If you are one of those people who has gone crazy over the Japanese logic game, Sudoku, the chances are you are ready for some Sudoku tips. This puzzle comes in all different levels of difficulty so if you have leveled off at a certain skill level, some Sudoku tips may help you to keep moving upward in puzzle difficulty.

Sudoku is a puzzle of numbers which is published daily in newspapers and magazines around the world. Although the first puzzle appeared in the 1970s in Dell Magazines, a publisher of all kinds of puzzle and activities books, it didn’t become extremely popular until after it was introduced in Japan in the paper, the *Monthly Nikolist.* Kaji Maki, president of the company, Nikoli, which publishes the paper, named the puzzle “Suji wa dokushin ni kagiru.” Roughly translated, the Japanese means “the numbers must occur only once.” Thankfully it was shortened to Sudoku.

**How to Play Sudoku** 247

The Sudoku puzzle is a grid that is 9 x 9, which has three sub grids which are 3 x 3. Some of the nine spaces (cells) already have numbers, which are known as “givens.” The whole point of Sudoku is to fill the empty cells with numbers so that every single row, column, and 3 x 3 region contains the numbers 1 – 9. That means that every direction, the numbers 1-9 occur only once, making the name of the puzzle quite appropriate.

While the task of filling the cells with the numbers 1-9 might seem easy, it actually involves some more complicated reasoning to accomplish the task. It also takes a tremendous amount of concentration, especially as you pursue puzzles of greater and greater difficulty.

**Sudoku 247 Tips**

While there are probably as many theories about how to fill in the cells in a Sudoku puzzle as there are people completing them, there are also some general Sudoku tips on how to go about it. While there are entire books published on Sudoku tips and techniques, we will just try to show you some of the basic ways people approach the puzzles and what to do in certain instances when you may be stumped and not know what to do next.

The first thing you need to do when you look at a Sudoku puzzle is to figure out what the possible numbers might be for all of the blank spaces. As you go through the possibilities for each of the cells, you can do it in your head (if you have a very good memory), or you can write down all of the possible numbers (some people use blank Sudoku sheets to do this). Most people use some method of jotting down the numbers as they work through the puzzle. Others use computer programs designed to do exactly this, though a lot of Sudoku players think using your computer to help solve a puzzle is cheating.

One of the first Sudoku tips to try is to locate the naked singles, as they are called. These are cells which have only one possible number. Once you have identified one of these numbers, you know for sure that this number cannot be used again in that particular row, column, or 3 x 3 block. The best way is to start is to look at a row and lightly mark in pencil all of the possible numbers for a cell. This is based on the “givens” in the other rows, columns and 3 x 3 blocks. Because every number 1 – 9 can only be used once, when you write down the possible numbers for each cell, you will have one which comes up with only one possible candidate.
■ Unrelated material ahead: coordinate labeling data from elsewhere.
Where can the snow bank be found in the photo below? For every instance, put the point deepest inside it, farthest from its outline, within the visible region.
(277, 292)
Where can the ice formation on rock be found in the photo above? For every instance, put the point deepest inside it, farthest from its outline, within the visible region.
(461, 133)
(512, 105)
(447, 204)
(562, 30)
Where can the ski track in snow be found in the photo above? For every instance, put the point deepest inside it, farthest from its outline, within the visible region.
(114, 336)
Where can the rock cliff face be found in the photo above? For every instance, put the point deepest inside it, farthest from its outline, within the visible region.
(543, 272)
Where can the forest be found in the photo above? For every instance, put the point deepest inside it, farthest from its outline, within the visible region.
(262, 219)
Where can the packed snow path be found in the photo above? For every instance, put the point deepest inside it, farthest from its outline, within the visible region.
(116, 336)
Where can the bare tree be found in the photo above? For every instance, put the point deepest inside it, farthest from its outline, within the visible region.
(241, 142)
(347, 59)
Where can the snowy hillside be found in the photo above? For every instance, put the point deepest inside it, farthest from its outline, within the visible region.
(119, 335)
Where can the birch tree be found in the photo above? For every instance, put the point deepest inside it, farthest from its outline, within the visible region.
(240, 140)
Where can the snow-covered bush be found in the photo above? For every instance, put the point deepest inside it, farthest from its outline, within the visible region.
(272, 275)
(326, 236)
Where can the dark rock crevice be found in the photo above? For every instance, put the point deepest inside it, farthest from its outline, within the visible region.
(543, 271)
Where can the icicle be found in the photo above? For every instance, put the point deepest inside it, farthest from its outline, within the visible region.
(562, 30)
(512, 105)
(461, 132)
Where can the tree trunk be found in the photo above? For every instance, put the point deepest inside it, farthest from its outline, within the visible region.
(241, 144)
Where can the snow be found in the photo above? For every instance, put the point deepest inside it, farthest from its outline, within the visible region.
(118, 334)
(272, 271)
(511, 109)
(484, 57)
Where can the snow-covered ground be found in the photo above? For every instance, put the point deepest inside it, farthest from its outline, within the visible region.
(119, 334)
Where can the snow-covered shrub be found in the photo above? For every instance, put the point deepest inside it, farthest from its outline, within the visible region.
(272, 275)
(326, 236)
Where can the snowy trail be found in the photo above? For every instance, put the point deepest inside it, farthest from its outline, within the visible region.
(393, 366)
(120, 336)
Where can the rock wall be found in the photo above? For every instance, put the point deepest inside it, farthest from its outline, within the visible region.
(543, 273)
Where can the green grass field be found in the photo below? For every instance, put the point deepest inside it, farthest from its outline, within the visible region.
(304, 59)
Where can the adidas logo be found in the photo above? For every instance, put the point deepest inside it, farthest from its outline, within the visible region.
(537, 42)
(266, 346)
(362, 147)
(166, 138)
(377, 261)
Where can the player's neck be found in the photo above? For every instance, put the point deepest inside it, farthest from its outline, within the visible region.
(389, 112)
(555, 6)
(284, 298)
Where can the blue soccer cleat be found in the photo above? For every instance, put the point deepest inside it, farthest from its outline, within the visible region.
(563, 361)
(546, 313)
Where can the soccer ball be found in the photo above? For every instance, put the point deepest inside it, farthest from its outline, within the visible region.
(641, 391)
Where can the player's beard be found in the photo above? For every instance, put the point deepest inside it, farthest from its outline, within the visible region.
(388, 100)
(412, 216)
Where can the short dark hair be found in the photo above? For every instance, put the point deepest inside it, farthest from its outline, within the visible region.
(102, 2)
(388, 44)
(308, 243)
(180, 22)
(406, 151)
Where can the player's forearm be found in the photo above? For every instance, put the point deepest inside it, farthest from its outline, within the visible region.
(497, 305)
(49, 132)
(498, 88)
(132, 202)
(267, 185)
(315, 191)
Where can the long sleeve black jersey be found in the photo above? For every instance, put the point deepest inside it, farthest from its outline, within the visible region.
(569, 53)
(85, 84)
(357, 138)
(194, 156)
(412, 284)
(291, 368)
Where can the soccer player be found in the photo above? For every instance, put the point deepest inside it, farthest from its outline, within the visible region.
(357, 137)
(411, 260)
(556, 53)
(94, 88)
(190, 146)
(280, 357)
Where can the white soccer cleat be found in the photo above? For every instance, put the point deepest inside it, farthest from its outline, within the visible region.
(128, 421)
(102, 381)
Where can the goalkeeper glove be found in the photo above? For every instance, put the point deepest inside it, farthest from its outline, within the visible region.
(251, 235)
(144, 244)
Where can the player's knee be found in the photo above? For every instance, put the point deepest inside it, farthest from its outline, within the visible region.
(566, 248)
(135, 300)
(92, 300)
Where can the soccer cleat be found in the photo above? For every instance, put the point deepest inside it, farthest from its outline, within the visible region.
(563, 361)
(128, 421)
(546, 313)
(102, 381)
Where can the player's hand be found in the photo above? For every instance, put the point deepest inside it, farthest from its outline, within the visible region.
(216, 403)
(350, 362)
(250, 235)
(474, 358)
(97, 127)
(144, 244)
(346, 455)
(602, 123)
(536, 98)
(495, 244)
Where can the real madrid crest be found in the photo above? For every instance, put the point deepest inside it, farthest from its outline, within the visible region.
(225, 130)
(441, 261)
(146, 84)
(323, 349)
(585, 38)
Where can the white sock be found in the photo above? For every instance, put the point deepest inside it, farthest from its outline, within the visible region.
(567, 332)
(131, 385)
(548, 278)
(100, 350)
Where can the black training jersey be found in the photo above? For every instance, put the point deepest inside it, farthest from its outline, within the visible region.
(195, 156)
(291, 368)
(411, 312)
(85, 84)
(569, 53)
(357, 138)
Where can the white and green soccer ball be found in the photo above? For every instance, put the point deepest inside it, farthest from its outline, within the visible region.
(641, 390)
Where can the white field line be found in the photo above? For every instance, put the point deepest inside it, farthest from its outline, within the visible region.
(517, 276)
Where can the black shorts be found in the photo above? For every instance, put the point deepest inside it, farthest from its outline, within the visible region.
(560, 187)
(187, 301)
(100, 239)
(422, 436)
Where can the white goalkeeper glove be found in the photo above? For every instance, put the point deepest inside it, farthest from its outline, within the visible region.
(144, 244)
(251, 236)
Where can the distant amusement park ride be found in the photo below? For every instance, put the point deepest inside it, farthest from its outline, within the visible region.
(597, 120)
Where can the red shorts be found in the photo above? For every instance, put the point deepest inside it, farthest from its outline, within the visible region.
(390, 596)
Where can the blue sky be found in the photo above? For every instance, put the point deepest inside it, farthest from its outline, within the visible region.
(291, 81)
When you are looking for the naked singles, you will most likely uncover some hidden singles, which is the second of our Sudoku tips. Hidden singles occur very frequently. They have only one place or cell where they can go. But, they are hidden until you pencil in all of the possibilities for a certain cell. For instance, you could have a pair of the numbers 4, 5 after you have uncovered the naked singles, 5 is the only possibility left for that cell. Because it was paired with the 4, it was hidden for a time, hence the name, hidden singles.

Sudoku tips are always logical, just like the puzzle. The next logical progression in the elimination of numbers from particular cells is to find the naked doubles and the hidden doubles. The method is exactly the same as it was for naked and hidden singles. A naked pair will have two identical candidates for the 1 – 9 in any particular row, column, or 3 x 3 region.

Hidden pairs, like hidden singles, are hard to spot because of the number of possibilities you have penciled in a particular cell in your Sudoku puzzle. These occur when two numbers remain after you have removed all of the naked and hidden singles and naked doubles. Hidden pairs are very common in these puzzles and very hard to spot.

With this same logic you can next pursue finding naked triples and quads and hidden triples and quads. Quads are quite rare but the theory is that once you find a naked triple, for instance, and eliminate it from consideration, the viable numbers left in the cell might constitute a naked single or a naked double or other combination we already covered in the Sudoku tips above.